Eivor
- Gender: Unisex

Origin
- Word/name: Old Norse
- Region of origin: Nordic

Other names
- Cognate: Eyvǫr
- Related names: Eivør, Eyvor, Øivor, Øyvor, Eivör, Eyvör

= Eivor =

Eivor, Eivør or Øyvor is a Unisex given name in the Nordic countries. In Sweden, 4,922 people bear the name.
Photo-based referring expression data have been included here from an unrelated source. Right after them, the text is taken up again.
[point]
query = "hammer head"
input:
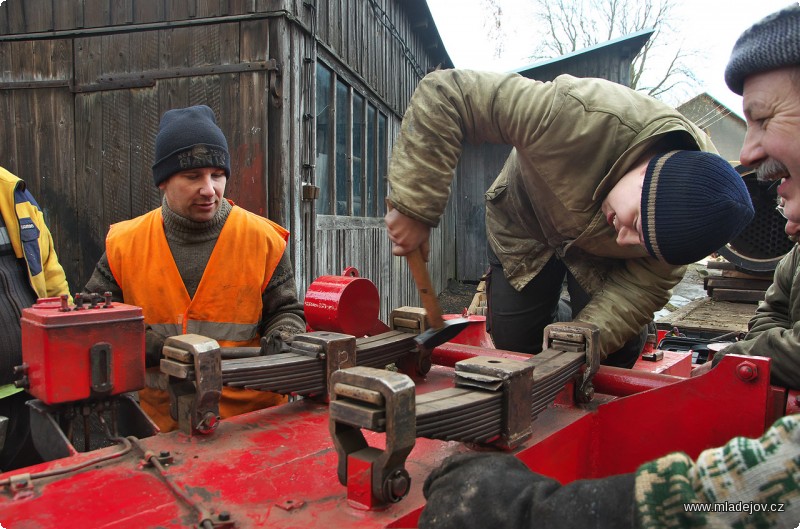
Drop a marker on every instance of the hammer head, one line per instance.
(436, 337)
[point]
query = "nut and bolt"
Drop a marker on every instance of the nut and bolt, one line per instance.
(747, 371)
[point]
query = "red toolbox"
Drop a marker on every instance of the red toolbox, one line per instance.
(94, 348)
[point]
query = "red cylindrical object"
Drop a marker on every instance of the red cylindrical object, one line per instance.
(347, 303)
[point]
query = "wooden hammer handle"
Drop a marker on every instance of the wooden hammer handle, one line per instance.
(419, 269)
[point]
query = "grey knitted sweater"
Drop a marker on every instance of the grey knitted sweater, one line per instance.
(191, 244)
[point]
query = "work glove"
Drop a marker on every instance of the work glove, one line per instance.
(497, 491)
(279, 339)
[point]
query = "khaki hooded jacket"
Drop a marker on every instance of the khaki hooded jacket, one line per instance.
(573, 139)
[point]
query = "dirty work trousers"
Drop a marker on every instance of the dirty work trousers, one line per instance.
(516, 319)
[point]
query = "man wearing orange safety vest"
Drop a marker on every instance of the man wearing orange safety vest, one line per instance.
(200, 264)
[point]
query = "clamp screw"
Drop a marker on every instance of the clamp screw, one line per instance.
(747, 371)
(396, 485)
(209, 423)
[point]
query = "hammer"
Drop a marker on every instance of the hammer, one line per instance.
(440, 331)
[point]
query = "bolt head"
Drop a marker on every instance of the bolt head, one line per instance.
(747, 371)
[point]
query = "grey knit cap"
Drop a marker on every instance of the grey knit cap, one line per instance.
(771, 43)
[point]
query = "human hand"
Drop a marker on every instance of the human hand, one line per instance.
(407, 234)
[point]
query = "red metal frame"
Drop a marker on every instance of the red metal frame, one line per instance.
(277, 467)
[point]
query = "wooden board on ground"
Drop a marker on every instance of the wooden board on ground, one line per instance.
(706, 314)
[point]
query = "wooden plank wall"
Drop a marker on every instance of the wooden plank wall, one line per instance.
(38, 133)
(87, 154)
(351, 31)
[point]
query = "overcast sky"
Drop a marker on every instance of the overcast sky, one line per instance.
(709, 25)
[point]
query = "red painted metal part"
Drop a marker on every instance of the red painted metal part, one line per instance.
(58, 345)
(347, 303)
(277, 467)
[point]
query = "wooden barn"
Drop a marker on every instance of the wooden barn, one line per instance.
(725, 128)
(480, 165)
(309, 93)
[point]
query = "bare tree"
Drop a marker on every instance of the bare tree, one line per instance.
(494, 25)
(570, 25)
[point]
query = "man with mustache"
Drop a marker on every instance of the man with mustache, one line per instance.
(497, 490)
(764, 68)
(200, 264)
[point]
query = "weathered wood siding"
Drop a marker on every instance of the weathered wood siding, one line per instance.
(84, 83)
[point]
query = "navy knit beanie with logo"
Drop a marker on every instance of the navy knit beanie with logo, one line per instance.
(771, 43)
(189, 138)
(693, 203)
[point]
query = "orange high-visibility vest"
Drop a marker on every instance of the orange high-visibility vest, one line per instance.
(226, 306)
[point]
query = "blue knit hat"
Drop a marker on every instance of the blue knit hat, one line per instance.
(693, 203)
(771, 43)
(189, 138)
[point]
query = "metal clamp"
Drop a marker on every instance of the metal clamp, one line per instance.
(193, 403)
(515, 379)
(381, 401)
(412, 320)
(578, 337)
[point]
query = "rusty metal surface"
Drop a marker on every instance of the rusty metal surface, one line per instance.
(278, 467)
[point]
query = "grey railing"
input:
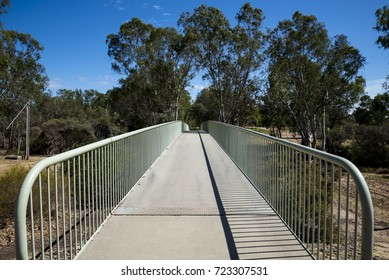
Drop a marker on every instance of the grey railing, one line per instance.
(65, 198)
(322, 198)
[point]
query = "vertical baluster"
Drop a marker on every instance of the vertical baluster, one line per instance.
(339, 212)
(33, 251)
(332, 208)
(347, 216)
(70, 211)
(63, 212)
(42, 229)
(49, 213)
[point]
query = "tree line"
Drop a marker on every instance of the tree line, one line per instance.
(292, 77)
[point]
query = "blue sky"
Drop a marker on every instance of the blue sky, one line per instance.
(73, 32)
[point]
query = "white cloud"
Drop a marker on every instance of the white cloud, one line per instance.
(374, 87)
(118, 4)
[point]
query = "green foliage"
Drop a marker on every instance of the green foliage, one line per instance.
(373, 111)
(382, 26)
(371, 146)
(158, 68)
(311, 76)
(230, 57)
(10, 182)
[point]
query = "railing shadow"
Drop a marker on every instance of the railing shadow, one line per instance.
(252, 228)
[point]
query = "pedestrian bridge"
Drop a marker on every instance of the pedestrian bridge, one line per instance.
(222, 192)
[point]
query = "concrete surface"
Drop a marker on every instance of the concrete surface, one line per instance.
(193, 203)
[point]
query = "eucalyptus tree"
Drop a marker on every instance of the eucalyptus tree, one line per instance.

The average age is 78.

The name perhaps originated from either the Proto-Norse word auja, which is thought to mean "good luck", or from Old Norse ey- or øy-, meaning "island", and secondly from -varr, meaning "careful", or perhaps from the Proto-Norse word *warjaʀ, meaning "defender". The Old Norse form of the name was Eyvǫr or Øyvǫr.

==Notable people==
===Faroese===
- Eivør Pálsdóttir (born 1983), known professionally as Eivør, Faroese singer-songwriter

===Norwegians===
- Øyvor Hansson (1893–1975), Norwegian politician

===Swedes===
- Eivor Alm
- Eivor Engelbrektsson (1914–2004), Swedish actress
- Eivor Landström
- Eivor Olson
- Eivor Steen-Olsson

==In popular culture==
- Eivor Varinsdottir, the protagonist of the 2020 video game Assassin's Creed: Valhalla.